Juneteenth is the oldest nationally celebrated commemoration of the ending of slavery in the United States. Originally celebrated in Texas after the emancipation of 250,000 enslaved peoples in the state in 1865, June 19th is now recognized as a celebrated holiday in 47 states in the US. Today, Juneteenth is a day that celebrates African American freedom and achievement, while encouraging continuous self-development and respect for all cultures. The day has sparked a global movement and countless organizations that promote and cultivate knowledge and appreciation of African American history and culture. (National Registry of Juneteenth Organizations & Supporters)
A History of Juneteenth
On June 19 ("Juneteenth"), 1865, Union general Gordon Granger arrived in Galveston and issued General Order Number 3, which read, "The people of Texas are informed that, in accordance with a proclamation from the Executive of the United States, all slaves are free. This involves an absolute equality of personal rights and rights of property between former masters and slaves, and the connection heretofore existing between them becomes that between employer and hired labor. The freed are advised to remain at their present homes and work for wages. They are informed that they will not be allowed to collect at military posts; and that they will not be supported in idleness either there or elsewhere." (Texas State Library and Archive Commission)
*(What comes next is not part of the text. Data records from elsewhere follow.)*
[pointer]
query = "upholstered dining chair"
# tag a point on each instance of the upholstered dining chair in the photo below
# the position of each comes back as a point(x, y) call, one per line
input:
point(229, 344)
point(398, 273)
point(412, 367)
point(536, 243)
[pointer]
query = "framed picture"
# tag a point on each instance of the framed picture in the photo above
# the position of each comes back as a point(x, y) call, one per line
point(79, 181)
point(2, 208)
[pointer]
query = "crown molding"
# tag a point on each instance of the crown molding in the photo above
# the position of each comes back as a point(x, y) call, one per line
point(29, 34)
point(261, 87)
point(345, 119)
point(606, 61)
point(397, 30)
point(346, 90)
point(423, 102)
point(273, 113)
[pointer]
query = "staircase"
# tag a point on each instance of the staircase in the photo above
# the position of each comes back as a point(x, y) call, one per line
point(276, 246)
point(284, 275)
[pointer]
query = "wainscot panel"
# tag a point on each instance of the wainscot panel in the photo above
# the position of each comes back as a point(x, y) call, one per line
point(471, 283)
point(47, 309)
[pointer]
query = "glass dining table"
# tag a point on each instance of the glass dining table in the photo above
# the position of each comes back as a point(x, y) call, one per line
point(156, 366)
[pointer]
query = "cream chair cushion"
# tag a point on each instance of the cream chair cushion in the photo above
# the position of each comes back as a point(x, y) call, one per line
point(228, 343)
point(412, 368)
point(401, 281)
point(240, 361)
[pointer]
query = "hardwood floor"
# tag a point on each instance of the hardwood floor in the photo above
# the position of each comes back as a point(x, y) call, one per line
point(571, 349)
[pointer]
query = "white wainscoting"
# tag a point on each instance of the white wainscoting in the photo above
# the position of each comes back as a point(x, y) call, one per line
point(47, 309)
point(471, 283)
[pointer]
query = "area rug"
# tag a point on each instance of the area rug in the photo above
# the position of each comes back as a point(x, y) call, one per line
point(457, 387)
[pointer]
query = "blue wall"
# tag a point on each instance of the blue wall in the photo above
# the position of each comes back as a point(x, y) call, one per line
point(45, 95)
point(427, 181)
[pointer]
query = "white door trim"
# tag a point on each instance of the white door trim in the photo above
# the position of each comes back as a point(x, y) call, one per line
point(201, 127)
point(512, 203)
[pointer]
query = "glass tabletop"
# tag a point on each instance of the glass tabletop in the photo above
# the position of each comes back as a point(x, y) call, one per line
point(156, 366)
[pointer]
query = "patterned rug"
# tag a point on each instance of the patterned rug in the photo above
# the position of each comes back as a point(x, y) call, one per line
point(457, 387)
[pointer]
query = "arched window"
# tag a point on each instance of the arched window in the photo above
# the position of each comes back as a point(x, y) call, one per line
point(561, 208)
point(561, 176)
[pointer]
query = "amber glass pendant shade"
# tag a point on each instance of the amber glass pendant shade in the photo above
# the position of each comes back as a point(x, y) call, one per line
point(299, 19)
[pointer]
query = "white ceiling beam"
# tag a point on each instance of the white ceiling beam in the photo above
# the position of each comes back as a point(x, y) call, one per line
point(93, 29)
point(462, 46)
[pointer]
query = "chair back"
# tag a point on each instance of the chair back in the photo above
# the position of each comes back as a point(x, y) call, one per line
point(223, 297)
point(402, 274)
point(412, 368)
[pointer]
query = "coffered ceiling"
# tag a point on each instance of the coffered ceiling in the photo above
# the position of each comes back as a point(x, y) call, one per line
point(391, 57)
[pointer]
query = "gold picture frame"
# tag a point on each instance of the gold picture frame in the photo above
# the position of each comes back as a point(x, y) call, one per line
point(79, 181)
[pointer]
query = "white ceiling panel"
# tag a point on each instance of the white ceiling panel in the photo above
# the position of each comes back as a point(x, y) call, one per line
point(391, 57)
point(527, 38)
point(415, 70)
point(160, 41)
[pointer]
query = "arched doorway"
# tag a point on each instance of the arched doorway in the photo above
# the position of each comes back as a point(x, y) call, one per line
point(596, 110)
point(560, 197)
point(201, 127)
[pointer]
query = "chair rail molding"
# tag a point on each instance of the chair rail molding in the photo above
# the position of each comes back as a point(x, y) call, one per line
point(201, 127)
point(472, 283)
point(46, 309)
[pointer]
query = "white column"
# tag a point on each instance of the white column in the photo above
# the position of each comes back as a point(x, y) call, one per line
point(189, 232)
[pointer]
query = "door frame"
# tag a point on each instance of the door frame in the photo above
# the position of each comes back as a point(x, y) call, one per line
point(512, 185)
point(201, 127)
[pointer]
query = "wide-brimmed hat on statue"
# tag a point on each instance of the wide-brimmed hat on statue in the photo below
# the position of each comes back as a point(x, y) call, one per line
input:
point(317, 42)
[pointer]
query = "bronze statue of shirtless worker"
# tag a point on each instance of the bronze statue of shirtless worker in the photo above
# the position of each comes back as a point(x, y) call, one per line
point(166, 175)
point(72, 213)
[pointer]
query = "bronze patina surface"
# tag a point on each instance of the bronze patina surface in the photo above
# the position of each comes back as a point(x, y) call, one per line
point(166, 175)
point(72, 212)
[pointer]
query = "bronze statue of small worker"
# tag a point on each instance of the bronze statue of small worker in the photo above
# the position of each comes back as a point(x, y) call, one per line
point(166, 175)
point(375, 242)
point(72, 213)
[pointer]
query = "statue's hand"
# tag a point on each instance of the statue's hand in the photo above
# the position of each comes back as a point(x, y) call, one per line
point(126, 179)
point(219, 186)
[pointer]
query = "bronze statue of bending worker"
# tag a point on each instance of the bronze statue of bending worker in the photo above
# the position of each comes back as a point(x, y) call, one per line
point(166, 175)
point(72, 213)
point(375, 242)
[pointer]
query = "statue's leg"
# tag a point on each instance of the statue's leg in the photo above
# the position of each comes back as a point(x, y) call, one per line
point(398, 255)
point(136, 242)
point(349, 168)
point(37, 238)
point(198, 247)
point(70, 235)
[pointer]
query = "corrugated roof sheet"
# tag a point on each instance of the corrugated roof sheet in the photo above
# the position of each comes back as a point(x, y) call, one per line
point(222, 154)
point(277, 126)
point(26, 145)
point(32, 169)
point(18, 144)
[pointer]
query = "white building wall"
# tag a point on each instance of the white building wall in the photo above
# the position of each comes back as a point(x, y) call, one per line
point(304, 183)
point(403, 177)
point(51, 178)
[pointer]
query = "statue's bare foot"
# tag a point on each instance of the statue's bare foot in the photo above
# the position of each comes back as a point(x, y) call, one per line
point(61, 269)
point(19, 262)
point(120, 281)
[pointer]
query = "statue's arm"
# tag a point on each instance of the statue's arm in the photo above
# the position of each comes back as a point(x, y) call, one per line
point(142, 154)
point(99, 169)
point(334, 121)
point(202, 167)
Approximately 250,000 enslaved persons were emancipated in the following months. The news was followed by an array of personal celebrations across the state. The first broader celebrations of Juneteenth were used as political rallies and to teach freed African Americans about their voting rights. Within a short time, however, Juneteenth was marked by festivities throughout the state, some of which were organized by official Juneteenth committees. (Texas State Historical Association)
In the state capital, Juneteenth was first celebrated in 1867 under the direction of the Freedmen's Bureau and became part of the calendar of public events by 1872. Celebrations are typically marked with formal thanksgiving ceremonies, opened with the hymn "Lift Every Voice." In addition, public entertainment, picnics, and family reunions have often featured dramatic readings, pageants, parades, barbecues, and ball games. Blues festivals have also shaped the Juneteenth remembrance. (Texas State Historical Association)
Dress was also an important element in early Juneteenth customs and is often still taken seriously, particularly by the direct descendants who can make the connection to this tradition's roots. During slavery, there were laws on the books in many areas that prohibited or limited the dressing of the enslaved. During the initial days of the emancipation celebrations, there are accounts of former slaves tossing their ragged garments into the creeks and rivers and adorning themselves with clothing taken from the plantations belonging to their former enslavers. (National Registry of Juneteenth Organizations & Supporters)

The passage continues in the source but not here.